# Tire Expiration Date.



## Vol (Jul 5, 2009)

Successful Farming.

Regards, Mike

https://www.agriculture.com/machinery/know-the-expiration-date-on-your-tires


----------



## rjmoses (Apr 4, 2010)

Good piece of info, Thanks.

Ralph


----------



## Farmerbrown2 (Sep 25, 2018)

I’ve heard of dot cops checking tire dates. Always wondered how to check the date now I know.


----------



## pede58 (Oct 27, 2015)

The standard in the fire service is every 7years.


----------



## Palmettokat (Jul 10, 2017)

I was surprised when had a set of pickup tires to fail due to their age about three years back. Sure makes replacing tires interesting for to me had to balance the expected mileage and life of the tires in years with price. For my needs went to lower price tire for my pickup does not get a lot of miles on it.

At same time have a tractor with twenty year old tires and the rear weather wise look great but the front two are showing their age. Realize such as rear tractor tires are thicker material and wonder is that the reason they will last so long? Or is there a difference in their make up?

What worries me is trailer tires. With trailers that are used seldom what recommendations are there for best life, type of tire and price tires for reasonable long term cost.


----------



## rjmoses (Apr 4, 2010)

From what I've hear, somewhere back in the late 1990's/early 2000's, the EPA mandated the less use of sulfur in tires. The result is that tire life was significantly reduced, primarily due to sun damage.

Ralph


----------



## danwi (Mar 6, 2015)

Some of those old single axle grain trucks that run limited miles still on bias ply tires that are over 30 years old. It is interesting to look at date codes on tires.

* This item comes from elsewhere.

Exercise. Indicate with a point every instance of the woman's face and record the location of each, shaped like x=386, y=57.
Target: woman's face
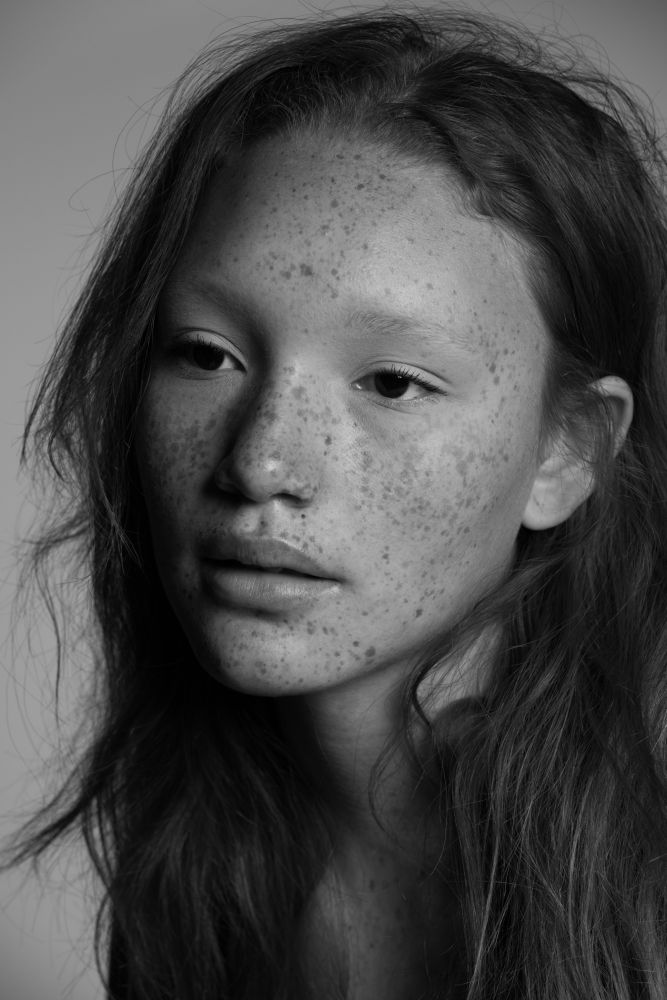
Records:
x=341, y=427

My gooseneck trailer, bought used, has some original tires on it,over 10 years old, that explains the cracks in the sidewalls. The article doesn't really give any recommendation for when a tire expires. Alot of other things factor into the life of a tire under inflation, overloading, exposure to weather. I know someone could argue that old tires are a safety issue but I will say can't be any worse then a defective new one.


----------



## r82230 (Mar 1, 2016)

I just replaced some tires on an old Cobey running gear that my Dad bought in 2/27/1967 (I just found the receipt over the weekend, while burning a bunch of my parent's old records). One of the four tires had a slow leak, all had a little weather checking, but all were functional. I just didn't want to be messing around fixing one any more. 

Couple things come to mind, maybe tires were made with better materials (or more material) years ago. AND the cost, I just paid over $400 for tires for that wagon, that my Dad only paid $135 for the complete running gear (with tires). Heck, he even got a used NH gravity box for $100 already mounted on the running gear (did you know that NH made gravity boxes?).

Larry


----------



## Frantz (Feb 18, 2018)

My friend has a 93 and 96 Viper. He lets me drive them to parades sometimes (he has several cars and is a good fellow to be friends with). It wasn't until maybe the 3rd or 4th time driving I considered the fact that his cars have less than 10k miles on them. I checked and he's still running factory rubber. Scary stuff and def has me even better behaved on them. But with cars, value is all about originality.

Tractor tires last much longer mostly because they don't go all that fast. Even when you're going "fast", big tractor tires are spinning much slower than smaller car and truck tires. The rubber ages the same, but the safety demands aren't quite the same due to speed and use.


----------